C'est aujourd'hui dimanche. Que font nos amis et nos voisins pendant cette veillée, que nous passons si tristement? Pensent-ils à nous? Oui, sans doute, si mon pauvre père est au milieu d'eux; mais s'il a succombé, en voulant nous secourir peut-être, déjà les autres nous oublient; nous sommes morts pour le monde. On goûte au village le repos de l'hiver; on consomme gaiement les fruits de l'année; on se visite; on passe la soirée autour d'un feu brillant ou d'un poêle bien chaud. Je n'avais jamais senti, jusqu'à présent, combien les autres hommes sont nécessaires à notre bonheur.

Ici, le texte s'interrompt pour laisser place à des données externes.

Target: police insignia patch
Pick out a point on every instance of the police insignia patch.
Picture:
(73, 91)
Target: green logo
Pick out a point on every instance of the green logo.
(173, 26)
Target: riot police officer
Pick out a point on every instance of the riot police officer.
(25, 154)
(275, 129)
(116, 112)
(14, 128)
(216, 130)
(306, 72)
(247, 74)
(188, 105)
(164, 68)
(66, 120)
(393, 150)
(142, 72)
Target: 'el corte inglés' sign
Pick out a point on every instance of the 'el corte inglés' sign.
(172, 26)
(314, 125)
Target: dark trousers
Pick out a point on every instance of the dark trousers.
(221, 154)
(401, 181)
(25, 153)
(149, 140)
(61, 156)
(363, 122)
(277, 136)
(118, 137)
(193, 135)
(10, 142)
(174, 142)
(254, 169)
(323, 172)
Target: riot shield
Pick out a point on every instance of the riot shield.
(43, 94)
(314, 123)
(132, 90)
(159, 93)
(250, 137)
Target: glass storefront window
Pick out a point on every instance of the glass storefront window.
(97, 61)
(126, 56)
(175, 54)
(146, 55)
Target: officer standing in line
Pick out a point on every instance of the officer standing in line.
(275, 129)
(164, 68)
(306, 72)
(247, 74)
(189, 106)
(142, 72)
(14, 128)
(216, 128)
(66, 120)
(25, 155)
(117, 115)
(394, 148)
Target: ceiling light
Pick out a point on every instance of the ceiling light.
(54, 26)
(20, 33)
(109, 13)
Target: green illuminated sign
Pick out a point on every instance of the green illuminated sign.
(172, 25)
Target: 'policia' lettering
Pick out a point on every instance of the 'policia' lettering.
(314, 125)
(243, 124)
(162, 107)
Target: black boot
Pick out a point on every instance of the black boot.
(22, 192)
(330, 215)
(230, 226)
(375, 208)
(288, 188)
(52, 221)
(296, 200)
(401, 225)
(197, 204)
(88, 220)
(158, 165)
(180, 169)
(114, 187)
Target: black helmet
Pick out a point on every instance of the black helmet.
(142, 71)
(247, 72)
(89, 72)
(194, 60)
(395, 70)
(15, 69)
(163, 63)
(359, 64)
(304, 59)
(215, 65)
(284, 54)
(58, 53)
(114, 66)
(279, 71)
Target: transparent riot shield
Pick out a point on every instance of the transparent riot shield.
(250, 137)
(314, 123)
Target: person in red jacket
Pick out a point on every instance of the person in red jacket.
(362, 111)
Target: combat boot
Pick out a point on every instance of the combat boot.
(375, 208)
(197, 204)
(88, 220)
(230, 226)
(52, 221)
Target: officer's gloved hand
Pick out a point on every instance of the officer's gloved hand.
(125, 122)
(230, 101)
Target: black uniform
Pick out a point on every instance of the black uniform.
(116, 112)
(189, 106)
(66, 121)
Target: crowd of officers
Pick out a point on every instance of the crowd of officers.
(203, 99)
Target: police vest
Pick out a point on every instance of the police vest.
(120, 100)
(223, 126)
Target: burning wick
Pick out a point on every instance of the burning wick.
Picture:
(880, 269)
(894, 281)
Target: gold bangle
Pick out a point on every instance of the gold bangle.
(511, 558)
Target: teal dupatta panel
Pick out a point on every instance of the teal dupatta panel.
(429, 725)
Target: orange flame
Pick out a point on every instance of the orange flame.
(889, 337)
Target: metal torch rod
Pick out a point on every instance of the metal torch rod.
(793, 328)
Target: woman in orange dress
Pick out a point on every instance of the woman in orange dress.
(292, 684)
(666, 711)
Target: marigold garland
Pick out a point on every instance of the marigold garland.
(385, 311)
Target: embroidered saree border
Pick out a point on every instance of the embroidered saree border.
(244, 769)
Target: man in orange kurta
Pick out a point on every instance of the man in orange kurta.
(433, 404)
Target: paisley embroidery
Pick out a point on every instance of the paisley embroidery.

On partage les travaux, et ils sont moins pénibles; on partage les plaisirs, et ils doublent de prix.
Ah! si le Tout-Puissant me ramène un jour du milieu de mes frères, que je jouirai vivement de leur présence! Quel plaisir d'entendre le bruit et de voir le mouvement de la société villageoise! Quel bonheur de se sentir entouré de voisins qui nous aiment et qui nous protègent! Quelle douceur de se rendre des services mutuels! Mais nos amis doivent savoir combien nous souffrons ici: peuvent-ils bien nous laisser dans cet affreux abandon?
—Ne reste pas ce soir, me dit grand-papa, sur une idée si pénible; c'est mal finir le jour consacré au Seigneur. Si les hommes nous oublient, pardonnons-leur, afin d'être aussi pardonnés de Celui que nous oublions trop souvent. Tu regrettes la société de tes semblables: celle de ton Père céleste devrait suffire pour te donner la joie et la paix.
J'ai répondu:
—Vous m'aiderez, mon vénérable ami, à retrouver les sentiments pieux qui m'animaient avant que je me visse exposé à une mort plus cruelle. Donnez-moi, mon Dieu, la vertu de vos saints martyrs, qui surent affronter en vous bénissant les plus affreux supplices! S'il faut vous faire ici le sacrifice de ma vie, quelles qu'en soient la forme et les douleurs, donnez-moi leur courage pour l'accomplir! Des enfants même ont su vous glorifier au milieu des tourments.